Nankör toprak benden aldığını vermeyenlere sunuyor

Cömertçe bir şımarıklıkla.

Tanrıyı hiçbir şey şaşırtamadı.

Kuzular, inekler,  bakireler

Eskiden ruhları tanrıya kurban edilenler…

Şimdi postakileri çalınmış,

Ruhları ortada.

Kimin umurunda çıplaklık.

Tanrıları hiçbir şey şaşırtmamalı.

Bebeğim göğüslerimi emerken haşin, acımasız

Sütümün tadından değil yaralarımın kanından

Kendinden geçen bakışları.

Acımı zevkine dönüştürerek

Bedenimde kendine yol açanlar;

“Ufacık çocuğun suçu ne kızım,

Senden bir parça o da” diyen büyüklerim;

Bir bebeğin kusmuğu bana benziyor,

O akşamdan tek hatıram.

Tanrı hiç bir şeye şaşırmamalı.

Yedi eterik katı geçerek sonsuzluğa ulaşıyorum.

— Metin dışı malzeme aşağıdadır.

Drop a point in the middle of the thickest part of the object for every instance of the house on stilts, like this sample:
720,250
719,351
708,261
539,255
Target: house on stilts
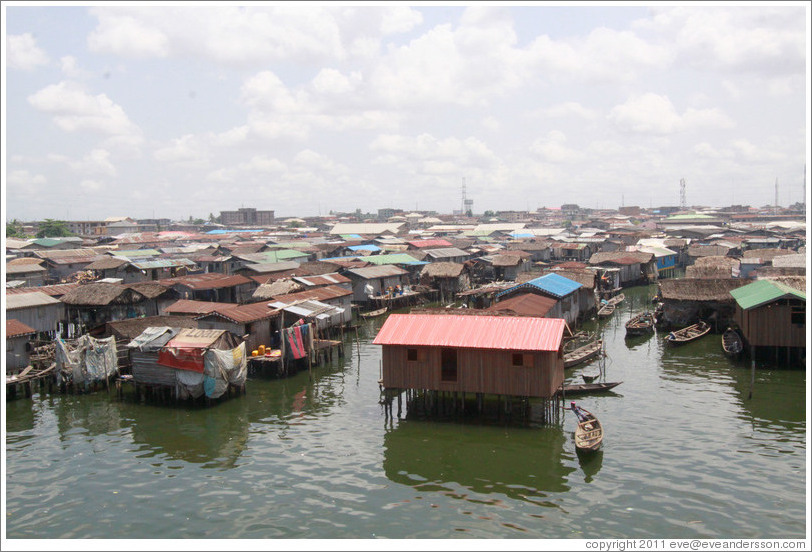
441,361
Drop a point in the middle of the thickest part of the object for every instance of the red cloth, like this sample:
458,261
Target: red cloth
182,358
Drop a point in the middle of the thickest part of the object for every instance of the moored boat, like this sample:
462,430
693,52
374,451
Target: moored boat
373,314
732,343
584,353
586,388
589,432
641,324
688,334
606,310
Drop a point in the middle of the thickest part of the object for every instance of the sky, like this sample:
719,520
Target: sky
178,110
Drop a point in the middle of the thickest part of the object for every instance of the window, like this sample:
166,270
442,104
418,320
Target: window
798,315
448,365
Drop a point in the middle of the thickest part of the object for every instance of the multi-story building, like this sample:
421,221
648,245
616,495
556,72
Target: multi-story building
246,216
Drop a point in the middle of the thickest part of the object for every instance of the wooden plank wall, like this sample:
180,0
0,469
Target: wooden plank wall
770,325
478,371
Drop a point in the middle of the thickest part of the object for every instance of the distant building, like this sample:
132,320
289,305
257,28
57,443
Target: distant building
246,216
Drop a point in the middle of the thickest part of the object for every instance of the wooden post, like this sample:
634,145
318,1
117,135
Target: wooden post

Beyaz köpük köpük çağlayanlarla yıkanan bedenim,

Ruhumun bilinçli enerjisi

Milyarlarca altın tanecikle

Işıl ışıl parıldıyor.

Evren beni kendi içinde eritip,

Yeniden doğuruyor saflıkla.

Altın!

Bazılarının tek düşünce organıyla

Üzerine oturup sıçtığı yer,

Sözde tanrının seçtiklerine adanan,

Çalınmışın bilinçsiz tapınağı.

Hiçbir şeye şaşırmamalı.

Beyninden binlerce sinir hücresini koparıp

Cinsel organına yerleştirmiş.

Lütufmuş gibi kasıla kasıla dolaşıyor.

Tenezzül edip konuşmaya başladı mı da

Güçten dem vuruyor, erkeklikten

Bir tane vursam tozu kalmayacak haberi yok

Gücünü sunuyor beynime…

O bilmez ki

Tanrının gücüyle etkilemesini istediği zarif varlık,

Naifliğin, mütevazılığın, zayıflığın büyüsünde.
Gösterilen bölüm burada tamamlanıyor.